75. I was eager to get married and have a family when I was 21. Now that I'm 31, not so much.
76. My house has three toilets. I only have one ass, so it's always seemed like a waste.
77. Most of my furniture is green because I have no idea how to decorate so I only buy things that match.
78. I have the sinking feeling I'll never read all the books I own, but I keep buying more.
79. Can't cook anything more complicated than a pound of ground beef and a box o' stuff.
80. Of all the things I've collected, media guides are the only ones that have stuck through my life.
81. I'm a spender, not a saver, which is why I have credit-card debt.
82. I'm a moderate-to-liberal Democrat, very conservative on some things, very liberal on others.
83. I root for the Yankees because of my father.
84. I get Flyers season tickets with my best friend, but I'm really a Penguins fan.
85. My best friend's wife thought I was HIS one normal friend, so I had to tell her it's the other way around.
86. I pay people to clean my house, partly out of laziness and partly because I'd rather have a professional do it.
87. I've never mowed a lawn.
88. I'm not handy at all, despite my Basic Locksmithing diploma.
89. Strip clubs suck, unless I'm drunk. Then they rock.
90. I could say the same thing about dance clubs.
91. I'm a "boob" guy, but more and more lately, I can see "butt" guys' point.
92. A teacher called me introspective once, and meant it as a compliment, but sometimes I think it is a curse.
93. My imagination dreams up little fantasy worlds all the time, but they've seldom helped my writing.
94. I'm scared that when I'm finally tested, I'll fail. And I'm scared that's a self-fulfilling prophecy.
95. I'm always late, and I lie about why a lot.
96. Otherwise, I'm too honest (or obvious, one of the two) for my own good.
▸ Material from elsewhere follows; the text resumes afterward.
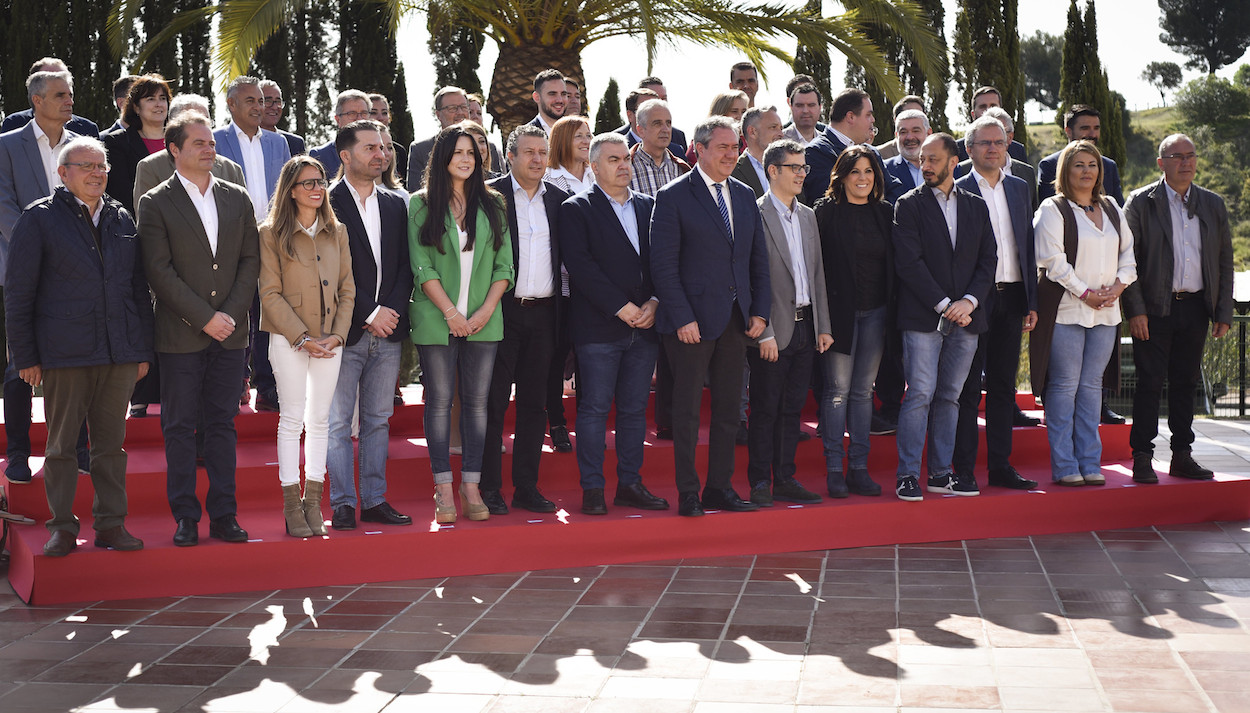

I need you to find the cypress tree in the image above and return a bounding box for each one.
[595,78,621,134]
97. I talk like a cynic, but deep down I'm a raging optimist. It's my not-so-inner child.
98. I often believe I'm the luckiest person ever.
99. And I often believe either my luck ran out years ago, or I'm blowing my good fortune.
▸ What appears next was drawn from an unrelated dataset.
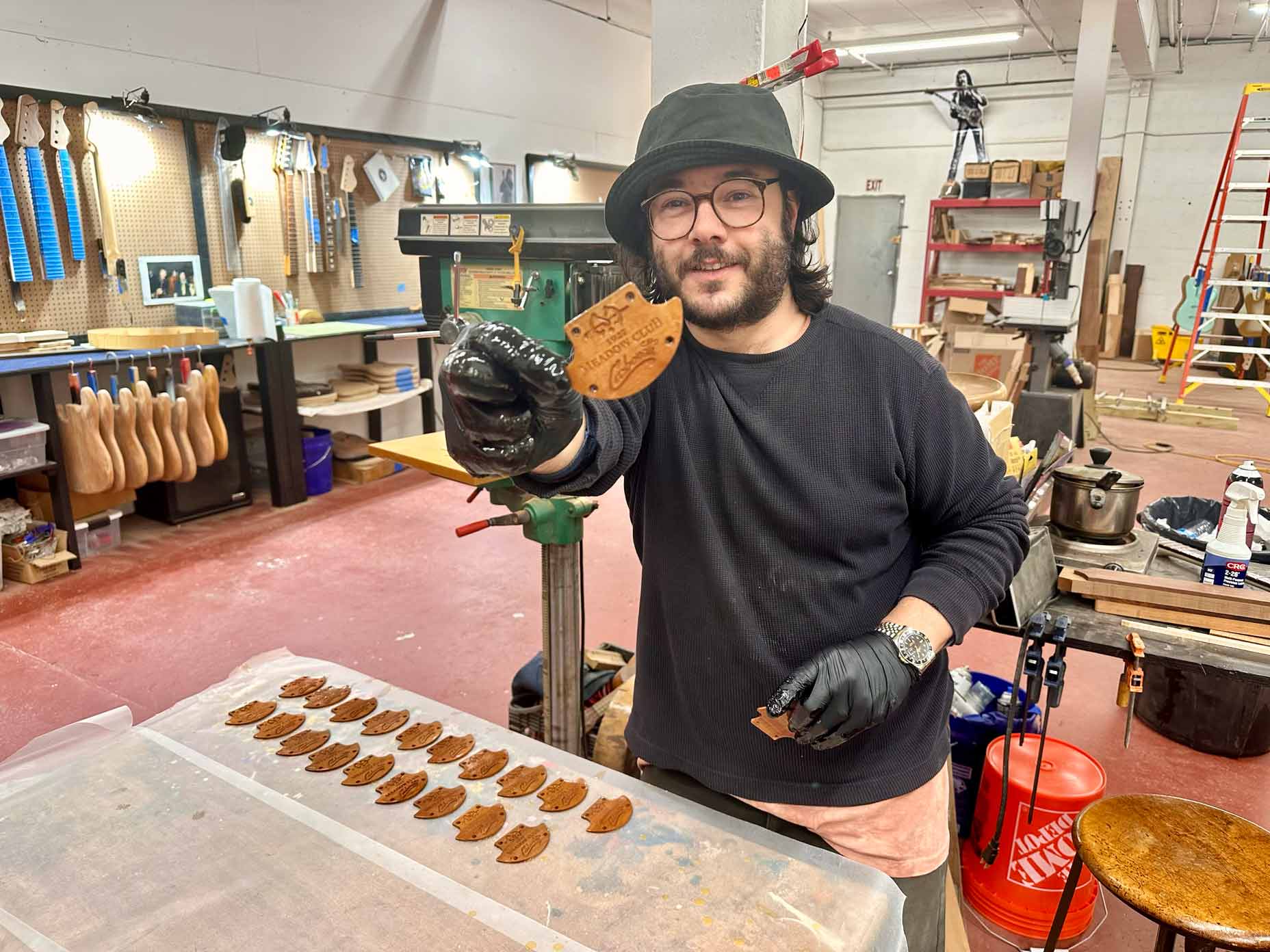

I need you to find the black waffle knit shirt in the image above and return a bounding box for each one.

100. Last, but not least, I dream of having a robot monkey that would follow me around, entertain me and perform useful tasks with its prehensile tail. I'm serious. That would rock.
Wow, you made it to the end! Yay! Now you know all About Me.
(101. I could, depressingly, go on. I guess I like talking about myself more than I usually care to admit, or perhaps I'm just as fascinated by myself as I am by girls and how dachshunds poop. It's kind of a confessional feeling, making this list, in a good way.)
Mood: Strange. Or Sleepy.
Work Xmas Party Imminent
2 days ago
1 Comment:
1) You are by far the biggest Asian person I know
2) You're also the only Vietnamese American Jewish guy I know (this may be due to me being in England !)
3) I have the same problem with music as you have with dvd's
2) I've often thought that having two toilets placed close together in the same room would be a good idea. It would make things easier after a drunken curry night.